Recordo-me do cheiro a jasmim que me inundava as narinas quando eu passava, apertando a mão de minha mãe, debaixo dos tornados de folhas que pendiam sobre o caminho de Ziryad, essa minúscula faixa de terra que vai do Boulevard Bougara ao Télémly numa sucessão de curvas tortuosas.
Poderoso e penetrante, o odor do jasmim inebriava-me e eu lutava, apesar das fortes imprecações de minha mãe que apressava o passo, vendo-me diminuir ou parar cada vez que passávamos sob o arco perfumado dessas deliciosas pequenas flores brancas. Quando ela, imprudente, me deixava a mão, eu saltava como um cabrito para agarrar uma das flores, e, por vezes, várias ao mesmo tempo. As suas pétalas, frágeis como borboletas, eram mantidas por mim na palma de uma mão, abrigando-as timidamente com a palma da minha outra mão, e assim formando uma espécie de concha que as protegia do mundo e, ao mesmo tempo, me invadia um pouco mais com o seu perfume.
No Verão, o caminho de Ziryad vestia-se com os seus mais belos trajes. Perfumado pelo jasmim, era também banhado por uma sombra voluptuosa que envolvia quem por lá passava, afastando-o do calor de chumbo que reinava fora desse local. De tempos a tempos, o silêncio era quebrado pelo zumbir de uma vespa ou pelo canto melodioso de um pintassilgo. Desde o início até ao fim, estávamos ali como numa ilha, abrigados da cidade que, a toda a volta, rugia furiosamente, protegidos desse seu barulho, das hordas de carros rolando em turbilhão, cuspindo o seu veneno nas calçadas demasiado estreitas e incendiando-nos as orelhas com as suas buzinas ensurdecedoras. Fazíamos este caminho duas vezes ao dia, pelo menos: de manhã, para ir até casa do tio Walid que morava na Rua Montgolfier, e à noite, para voltarmos para casa. De manhã, os traços da noite ainda tentavam desaparecer. O ar estava ainda fresco e as flores de jasmim, ainda cheias de gotas de água, metralhavam-nos de tristeza ao deixar cair as suas lágrimas nos nossos rostos. Os homens que se cruzavam connosco apressavam o passo para chegar ao seu trabalho no centro da cidade, e alguns deixavam atrás de si um cheiro misturado de delicioso e suave café e de bolos. A minha mãe seguia esta cadência matinal e eu não tinha outra escolha senão acelerar o passo, colocando-me na sua esteira. Não era o momento de preguiçar, de levantar a cabeça para os cachos de jasmim ou de jogar com as pedras como se fossem bolas de futebol! O meu tio, que fora marinheiro, não tolerava atrasos e nem a minha mãe nem eu queríamos afrontar a sua cólera, que seria certa caso a nossa pontualidade não fosse perfeita. Por isso, a manhã não era propícia a passeios. O caminho Zyriad, na sua frescura e humidade, não me parecia ainda livre das garras da noite hostil.

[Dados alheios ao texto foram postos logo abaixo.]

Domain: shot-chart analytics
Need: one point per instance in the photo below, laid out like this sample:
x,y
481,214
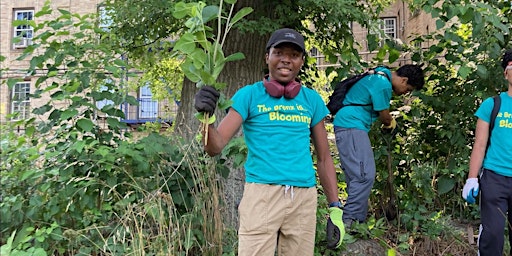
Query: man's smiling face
x,y
284,62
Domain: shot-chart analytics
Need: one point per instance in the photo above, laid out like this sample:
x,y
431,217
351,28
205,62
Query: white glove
x,y
470,190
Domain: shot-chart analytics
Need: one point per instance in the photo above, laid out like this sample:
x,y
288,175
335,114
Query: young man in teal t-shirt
x,y
494,164
279,117
368,100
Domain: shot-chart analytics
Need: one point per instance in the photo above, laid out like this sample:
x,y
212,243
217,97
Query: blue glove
x,y
470,190
335,228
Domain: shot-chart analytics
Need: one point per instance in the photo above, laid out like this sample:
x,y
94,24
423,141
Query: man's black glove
x,y
206,99
335,228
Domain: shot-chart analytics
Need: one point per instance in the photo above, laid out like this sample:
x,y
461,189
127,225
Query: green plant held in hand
x,y
200,50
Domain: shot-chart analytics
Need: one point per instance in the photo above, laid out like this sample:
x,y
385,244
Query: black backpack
x,y
341,89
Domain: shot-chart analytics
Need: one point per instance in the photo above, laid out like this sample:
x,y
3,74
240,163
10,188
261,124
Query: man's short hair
x,y
414,73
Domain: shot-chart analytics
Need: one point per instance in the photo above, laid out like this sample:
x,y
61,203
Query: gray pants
x,y
495,202
358,164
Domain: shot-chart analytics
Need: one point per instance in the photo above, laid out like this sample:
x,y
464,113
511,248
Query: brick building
x,y
14,39
397,22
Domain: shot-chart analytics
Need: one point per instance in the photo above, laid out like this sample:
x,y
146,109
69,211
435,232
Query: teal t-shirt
x,y
375,92
277,133
499,154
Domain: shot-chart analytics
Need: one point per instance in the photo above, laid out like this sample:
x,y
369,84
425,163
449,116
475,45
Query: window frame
x,y
390,31
19,105
24,32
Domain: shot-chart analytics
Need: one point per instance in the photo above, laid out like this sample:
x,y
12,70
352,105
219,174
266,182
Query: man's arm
x,y
325,165
385,117
220,136
479,147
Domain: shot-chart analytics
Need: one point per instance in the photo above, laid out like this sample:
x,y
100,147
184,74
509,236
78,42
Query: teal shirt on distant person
x,y
499,154
277,133
373,91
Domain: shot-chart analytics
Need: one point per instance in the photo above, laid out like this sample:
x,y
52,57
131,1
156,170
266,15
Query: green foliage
x,y
75,185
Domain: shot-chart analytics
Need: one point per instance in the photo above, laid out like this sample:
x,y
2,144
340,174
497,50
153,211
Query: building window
x,y
24,32
148,107
20,101
388,26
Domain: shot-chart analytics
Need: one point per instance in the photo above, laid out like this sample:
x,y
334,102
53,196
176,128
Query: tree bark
x,y
235,75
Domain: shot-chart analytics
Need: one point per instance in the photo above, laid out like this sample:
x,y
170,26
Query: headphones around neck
x,y
277,90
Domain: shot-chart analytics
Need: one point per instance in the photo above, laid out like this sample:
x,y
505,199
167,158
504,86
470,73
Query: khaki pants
x,y
273,215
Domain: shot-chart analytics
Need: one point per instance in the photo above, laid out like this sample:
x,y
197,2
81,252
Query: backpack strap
x,y
494,113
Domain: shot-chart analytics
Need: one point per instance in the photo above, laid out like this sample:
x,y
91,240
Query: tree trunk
x,y
235,75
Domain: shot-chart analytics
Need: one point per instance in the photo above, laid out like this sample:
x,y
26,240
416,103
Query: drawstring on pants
x,y
286,188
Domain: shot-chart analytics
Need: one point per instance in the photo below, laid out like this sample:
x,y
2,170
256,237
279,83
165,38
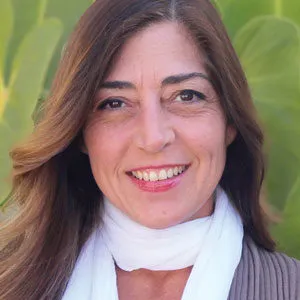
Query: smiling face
x,y
157,136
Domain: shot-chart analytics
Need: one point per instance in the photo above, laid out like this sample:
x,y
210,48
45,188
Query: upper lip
x,y
157,167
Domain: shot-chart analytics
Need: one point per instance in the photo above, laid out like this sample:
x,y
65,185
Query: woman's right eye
x,y
111,104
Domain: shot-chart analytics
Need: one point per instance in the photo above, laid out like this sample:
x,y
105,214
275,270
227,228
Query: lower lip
x,y
158,186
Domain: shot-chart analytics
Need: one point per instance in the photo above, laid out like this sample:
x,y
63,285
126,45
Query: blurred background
x,y
266,36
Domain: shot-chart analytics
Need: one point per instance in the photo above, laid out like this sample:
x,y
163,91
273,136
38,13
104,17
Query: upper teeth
x,y
160,174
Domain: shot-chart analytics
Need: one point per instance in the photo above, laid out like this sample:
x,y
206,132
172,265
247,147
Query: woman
x,y
142,178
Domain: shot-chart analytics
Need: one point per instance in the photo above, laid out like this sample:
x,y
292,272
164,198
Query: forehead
x,y
156,52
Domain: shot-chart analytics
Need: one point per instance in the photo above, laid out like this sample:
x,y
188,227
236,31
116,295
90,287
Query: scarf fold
x,y
212,245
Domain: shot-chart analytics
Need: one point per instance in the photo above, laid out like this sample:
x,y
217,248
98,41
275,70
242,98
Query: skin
x,y
151,125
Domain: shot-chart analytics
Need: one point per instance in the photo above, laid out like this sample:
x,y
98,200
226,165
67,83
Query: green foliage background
x,y
266,36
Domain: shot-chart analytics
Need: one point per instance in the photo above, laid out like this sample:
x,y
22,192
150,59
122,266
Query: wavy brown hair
x,y
58,199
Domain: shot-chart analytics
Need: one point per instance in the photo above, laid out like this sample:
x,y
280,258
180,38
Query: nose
x,y
153,129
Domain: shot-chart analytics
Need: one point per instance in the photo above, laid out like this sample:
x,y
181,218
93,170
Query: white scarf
x,y
212,245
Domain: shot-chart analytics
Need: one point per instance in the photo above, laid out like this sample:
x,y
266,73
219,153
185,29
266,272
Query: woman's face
x,y
157,137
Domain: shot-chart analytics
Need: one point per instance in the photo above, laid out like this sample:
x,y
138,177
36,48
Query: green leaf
x,y
28,13
69,12
28,74
6,17
268,48
287,232
6,136
237,13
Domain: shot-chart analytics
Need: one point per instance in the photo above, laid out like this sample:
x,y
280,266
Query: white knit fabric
x,y
212,245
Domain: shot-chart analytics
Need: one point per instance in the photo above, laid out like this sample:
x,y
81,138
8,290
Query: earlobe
x,y
230,134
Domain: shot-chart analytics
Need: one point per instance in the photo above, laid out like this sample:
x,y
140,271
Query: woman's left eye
x,y
190,96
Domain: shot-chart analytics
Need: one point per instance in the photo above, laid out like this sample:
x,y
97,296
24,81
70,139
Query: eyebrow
x,y
174,79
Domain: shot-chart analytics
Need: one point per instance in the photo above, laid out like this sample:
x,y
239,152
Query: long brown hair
x,y
58,199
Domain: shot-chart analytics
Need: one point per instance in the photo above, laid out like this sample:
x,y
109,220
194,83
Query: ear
x,y
231,133
82,146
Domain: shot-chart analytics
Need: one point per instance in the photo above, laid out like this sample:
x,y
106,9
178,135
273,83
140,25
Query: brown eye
x,y
190,96
111,104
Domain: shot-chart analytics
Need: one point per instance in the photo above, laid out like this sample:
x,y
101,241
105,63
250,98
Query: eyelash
x,y
106,103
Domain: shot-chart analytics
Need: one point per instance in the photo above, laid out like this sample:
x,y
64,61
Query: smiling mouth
x,y
158,174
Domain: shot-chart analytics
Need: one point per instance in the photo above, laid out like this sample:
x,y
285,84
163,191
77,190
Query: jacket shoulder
x,y
265,275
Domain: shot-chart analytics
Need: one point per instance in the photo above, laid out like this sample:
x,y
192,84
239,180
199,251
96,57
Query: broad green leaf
x,y
6,17
28,74
268,48
287,232
237,13
28,13
69,12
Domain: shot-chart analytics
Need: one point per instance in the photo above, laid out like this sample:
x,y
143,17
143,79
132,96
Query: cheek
x,y
207,134
105,146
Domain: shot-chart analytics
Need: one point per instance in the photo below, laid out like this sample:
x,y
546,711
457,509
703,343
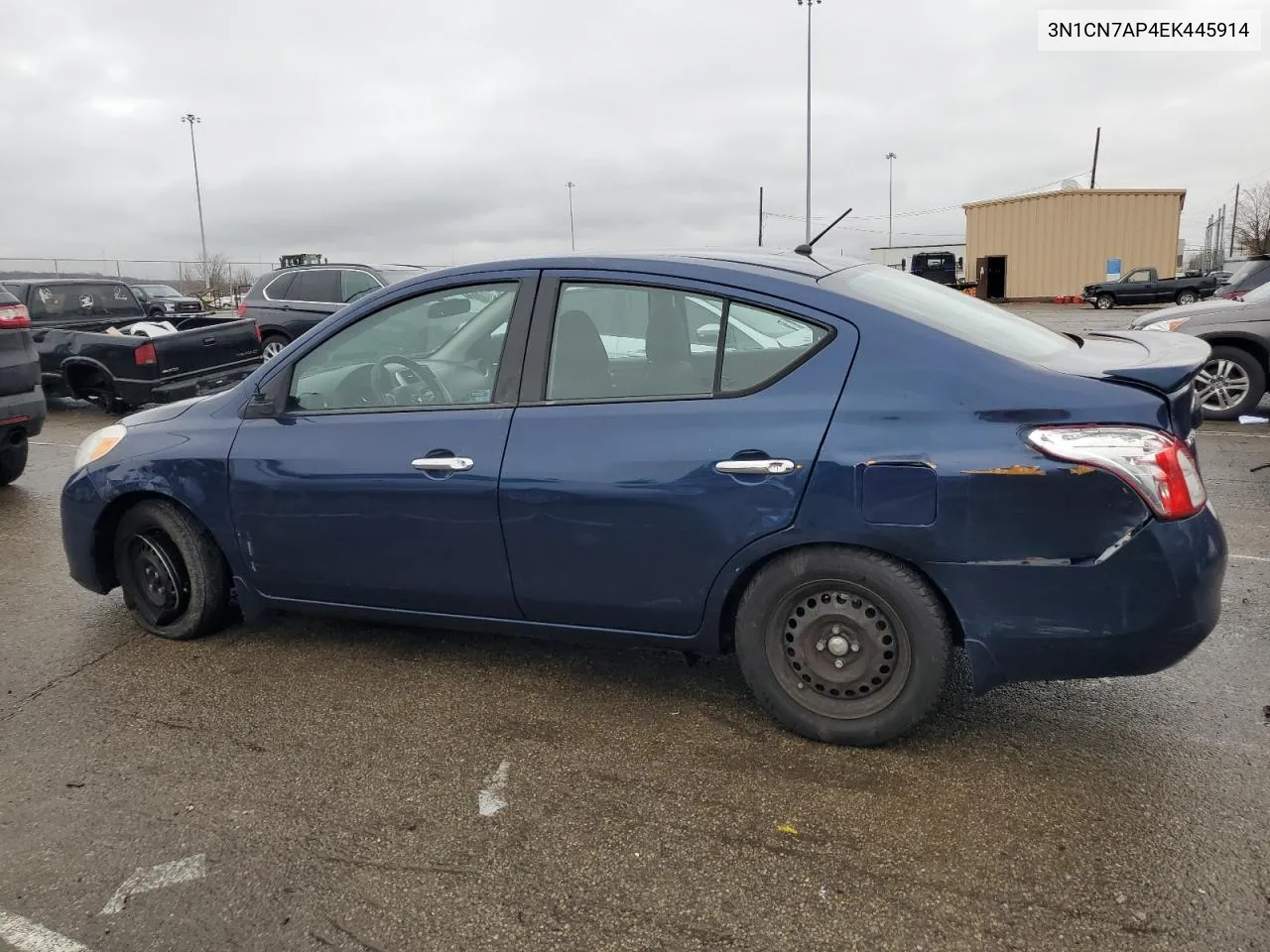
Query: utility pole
x,y
572,243
760,216
890,191
198,193
1093,173
1234,217
810,3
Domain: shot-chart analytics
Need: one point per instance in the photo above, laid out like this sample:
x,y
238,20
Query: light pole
x,y
890,191
198,193
572,244
810,3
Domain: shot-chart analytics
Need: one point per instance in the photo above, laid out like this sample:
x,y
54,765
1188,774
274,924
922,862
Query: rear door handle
x,y
754,467
444,463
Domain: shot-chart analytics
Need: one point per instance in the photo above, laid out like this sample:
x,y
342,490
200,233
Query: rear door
x,y
639,461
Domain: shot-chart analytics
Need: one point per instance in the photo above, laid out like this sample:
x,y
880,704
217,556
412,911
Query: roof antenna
x,y
807,249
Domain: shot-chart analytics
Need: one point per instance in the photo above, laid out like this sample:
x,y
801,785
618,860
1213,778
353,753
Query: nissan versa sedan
x,y
901,472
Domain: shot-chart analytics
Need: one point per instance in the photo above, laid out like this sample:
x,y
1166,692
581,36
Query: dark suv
x,y
22,399
289,301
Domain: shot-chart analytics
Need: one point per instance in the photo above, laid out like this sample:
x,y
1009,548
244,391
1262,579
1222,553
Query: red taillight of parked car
x,y
14,316
145,356
1159,466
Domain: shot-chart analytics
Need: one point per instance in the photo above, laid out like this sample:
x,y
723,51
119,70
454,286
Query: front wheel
x,y
1230,384
173,575
843,645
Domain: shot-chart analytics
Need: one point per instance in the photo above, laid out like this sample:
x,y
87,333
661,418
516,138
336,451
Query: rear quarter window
x,y
951,311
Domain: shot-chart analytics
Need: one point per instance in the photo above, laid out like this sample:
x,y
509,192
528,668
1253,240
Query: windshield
x,y
951,311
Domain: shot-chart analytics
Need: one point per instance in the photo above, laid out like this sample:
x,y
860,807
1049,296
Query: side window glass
x,y
354,285
280,287
617,340
761,345
436,349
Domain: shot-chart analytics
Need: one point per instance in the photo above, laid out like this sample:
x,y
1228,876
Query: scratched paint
x,y
27,936
493,797
157,878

Ao fim da tarde, porém, passava-se exactamente o oposto. Era preciso subir em vez de descer, mas esta subida frequente e, na verdade, dolorosa das ruas em escadas de Alger, assumia um carácter de viagem agradável. Libertos dos constrangimentos do dia, do trabalho e suas obrigações, cada qual demorava o tempo que queria para chegar até ao fim da estrada e entrar em sua casa, como os barcos de pescadores que regressam ao seu porto à hora do crepúsculo. Todos em sintonia, marchando até com alegria, nós inspirávamos os odores, o do jasmim, sem dúvida, mas também todos os outros, os sedutores e até os culinários que se escapavam das casas adjacentes juntamente com os risos das mulheres. Um cheiro de cominho atravessava os muros altos e os ramos espessos para chegar até ali, à sombra do caminho Ziryad, misturar-se com os aromas da bolacha, das sardinhas grelhadas ou das cebolas fritas. Não sabíamos sequer para onde virar a cabeça, tantas eram as sensações das nossas papilas gustativas solicitadas por essa formidável avalanche de sabores doces e salgados que, tal como rios perfumados, traziam tudo o que a imaginação pode conter em pratos suculentos, juntando-se ao grande rio Ziryad onde navegávamos e do qual eu não queria mais sair.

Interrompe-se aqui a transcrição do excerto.